Since nanotechnology is used to produce a wide range of products and solutions, many workers can be exposed to nanomaterials at work. Nanomaterials are often produced in closed systems, but exposure can also take place during maintenance work or during the handling of finished products.
Legislative guidelines are therefore of the utmost importance. The European Union is pushing the development of new technical standards for nano-materials. This concerns standards that can also be used for characterizing the exposure to nanomaterials in the workplace. The European Commission has issued a specific directive to develop new standards related to nanomaterials in the workplace. Several technical committees are working on this mandate, including CEN.
The Comité Européen de Normalisation, also known as the European Committee for Standardization, introduced the NEN-EN 17199-4:2019 in February of 2019. Essentially the document offers a guideline for Measurement of dustiness of bulk materials that contain or release respirable NOAA or other respirable particles in relation to workplace exposure; Part 4 specifically focusses on the small rotating drum methodology.
What are NOAA
NOAA stands for (engineered) nano-objects and their aggregates and agglomerates. But what are these NOAA? NOAA have found a wide array of applications in many different production processes and industries. NOAA can generally be viewed as structures on a scale comparable with viruses, molecules or in some cases even atoms and can be found in industrial processes such as silver nanoparticle synthesis, production of thin nanocarbon layers, 3D-printing based on a nanohydroxyapatite-polymer composite and so on.
Health risks and NOAA
Apart from its many advantages, the use of engineered nanomaterials can also threaten human well-being, primarily because of their potential toxicity.
While human exposure to NOAA may in theory happen during any stage of the material lifecycle, it is most likely to occur in the workplace where these materials are produced or handled in either large quantities or over long periods of time. Because of its small size, diameters in the lower nm range, the material is easily absorbed either through the skin or through inhalation.

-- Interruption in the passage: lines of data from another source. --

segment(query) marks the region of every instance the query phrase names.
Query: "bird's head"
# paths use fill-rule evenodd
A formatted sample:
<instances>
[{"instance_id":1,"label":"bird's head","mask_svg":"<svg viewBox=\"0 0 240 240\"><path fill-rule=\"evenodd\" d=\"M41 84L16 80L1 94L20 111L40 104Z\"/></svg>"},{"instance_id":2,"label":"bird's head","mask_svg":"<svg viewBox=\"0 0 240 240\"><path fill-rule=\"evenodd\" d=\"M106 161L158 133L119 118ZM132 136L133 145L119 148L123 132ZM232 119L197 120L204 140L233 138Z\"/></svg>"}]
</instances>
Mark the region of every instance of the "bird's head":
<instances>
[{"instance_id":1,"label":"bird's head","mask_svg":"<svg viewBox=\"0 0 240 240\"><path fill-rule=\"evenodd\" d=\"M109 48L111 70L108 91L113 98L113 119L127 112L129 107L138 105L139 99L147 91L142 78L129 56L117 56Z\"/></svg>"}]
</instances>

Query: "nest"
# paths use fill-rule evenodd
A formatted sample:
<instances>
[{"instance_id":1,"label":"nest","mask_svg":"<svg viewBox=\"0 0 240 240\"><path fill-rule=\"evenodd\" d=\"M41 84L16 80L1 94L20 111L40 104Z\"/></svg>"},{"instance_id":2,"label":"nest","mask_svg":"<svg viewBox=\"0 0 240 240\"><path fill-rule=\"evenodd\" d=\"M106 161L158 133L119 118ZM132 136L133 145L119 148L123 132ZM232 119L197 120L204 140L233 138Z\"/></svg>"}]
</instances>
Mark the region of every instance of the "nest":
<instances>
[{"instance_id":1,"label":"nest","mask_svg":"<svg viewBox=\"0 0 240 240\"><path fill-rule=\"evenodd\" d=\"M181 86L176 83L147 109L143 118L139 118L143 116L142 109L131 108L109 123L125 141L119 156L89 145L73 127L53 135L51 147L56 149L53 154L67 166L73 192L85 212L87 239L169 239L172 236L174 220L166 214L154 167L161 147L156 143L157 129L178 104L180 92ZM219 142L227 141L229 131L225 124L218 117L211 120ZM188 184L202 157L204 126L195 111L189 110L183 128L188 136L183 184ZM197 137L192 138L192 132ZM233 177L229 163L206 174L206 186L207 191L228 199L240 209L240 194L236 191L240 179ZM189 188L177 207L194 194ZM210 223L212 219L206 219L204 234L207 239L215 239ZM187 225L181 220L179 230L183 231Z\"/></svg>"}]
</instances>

The respiratory system is one of the primary methods of exposure in the work place. The inhaled nanomaterials, because of their very small size, can reach the bloodstream, passing through membranes and accumulate in the organs which may lead to the compound crossing of the blood-brain barrier. These nanometer NOAA compounds can be internalized by cells and affect basic cellular activities such as metabolism, proliferation and differentiation.
Challenges when measuring Nano-dust
The problem that arises when measuring nanoparticles is that many instruments are non-specific. The measured results don’t distinguish between the engineered nanoparticles from environmental nano-sized particles. For this a three-tiered approach was written based upon a systematic evaluation of previously proposed and used strategies and assessments. The EN 17199-4 has a different approach to this.
What does the EN 17199-4 specifically refer to?
This standard sets out to give clear guidelines in regards to dustiness measurement and characterization to provide manufacturers and producers with information on the potential for dust emissions when materials are handled, processed or stored. In this way the standard can help handlers of bulk materials to reduce dustiness.
It gives the required guidelines for handling and working with the NOAA materials. The small rotating drum method has been designed to simulate workplace scenarios and to represent general bulk material handling processes, such as materials being poured, mixed, scooped, dropped or tipped.
The small rotating drum method presented in EN 17199-4 differs from the rotating drum, continuous drop and the vortex shaker methods.The rotating drum and small rotating drum methods both perform repeated pouring and agitation of the bulk solids material.
The small rotating drum (SRD) method measures the dustiness of bulk materials in terms of the respirable dustiness mass fraction, the number-based dustiness index, the number-based emission rates and the time period it takes to generate 50% of the emitted particle number.
The SRD method has been applied to test powders, granules or pellets containing or releasing respirable NOAA or other respirable particles in either unbound, bound uncoated and coated forms.
The SRD methods measures a range of materials including nanoparticle oxides (such as TiO2 and SiO2) and nanoflakes, organoclays, clays, carbon black, graphite, carbon nanotubes, organic pigments, and pharmaceutical active ingredients.
The method has been proven to enable testing of many different materials that can contain nanomaterials as its main component.